Switzerland has always been associated in my mind with political accommodation and reason. The seven seat cabinet that has helped balanced power between the major parties since World War II is beginning to resemble a Klan meeting. Blocher and another represented of the SVP will sit in the cabinet, breaking up the balanced approach taking to Swiss politics for five decades. By no means is Christoph Blocher a facsimile of authoritarian leaders like Adolf Hitler; Switzerland has an insufficient infrastructure and an unwilling populous for institutionalization of hatred. My concern is that Blocher’s victory will help encourage voters in surrounding nations to choose nationalists and right wing nuts.
The Flemish Block in Belgium and the National Front Party in France are only two examples of nationalist parties cloaking racist language behind the veil of populism. The hedge on growing conservatism and nationalism in Poland in the most recent election is diminished when you look at Civic Platform’s policies. Civic Platform was successful in wresting power from the Law and Order Party under the corrupt Kaczynski brothers. While Donald Tusk is a moderate leader that will demand EU involvement and withdrawal from Iraq, Civic Platform and Law and Order are similar in their desire to maintain a conservative domestic government in Poland. In the end, nationalism is pushing past traditional conservatism to take hold of the European public’s imagination.

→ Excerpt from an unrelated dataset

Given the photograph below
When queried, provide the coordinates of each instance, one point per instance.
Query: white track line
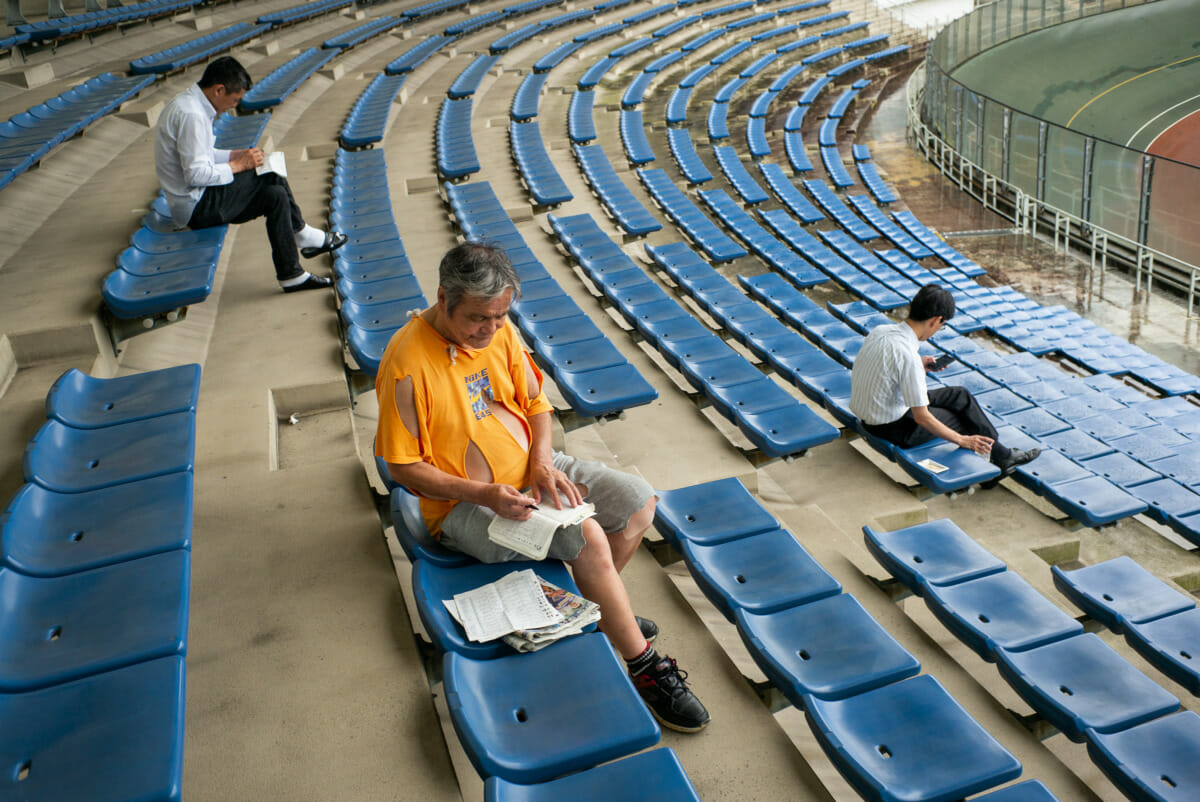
(1147, 123)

I understand that the European welfare state has caused certain logistical problems in nations like Belgium and France. The use of foreigners and minorities as scapegoats for economic and social woes is nothing new; in fact, it shows a lack of imagination by popular leaders like Blocher. Every opposition party and minority coalition in Europe needs to rise up and save that this type of narrow-minded, one-dimensional political rhetoric will not stand in the 21st century. European voters should not be duped by nationalists claiming to shut down borders when the European continent is becoming more open than it has ever been. My only hope is that the Swiss people understand that the addition of political power to Christoph Blocher’s portfolio can only equal long term problems before the next parliamentary elections.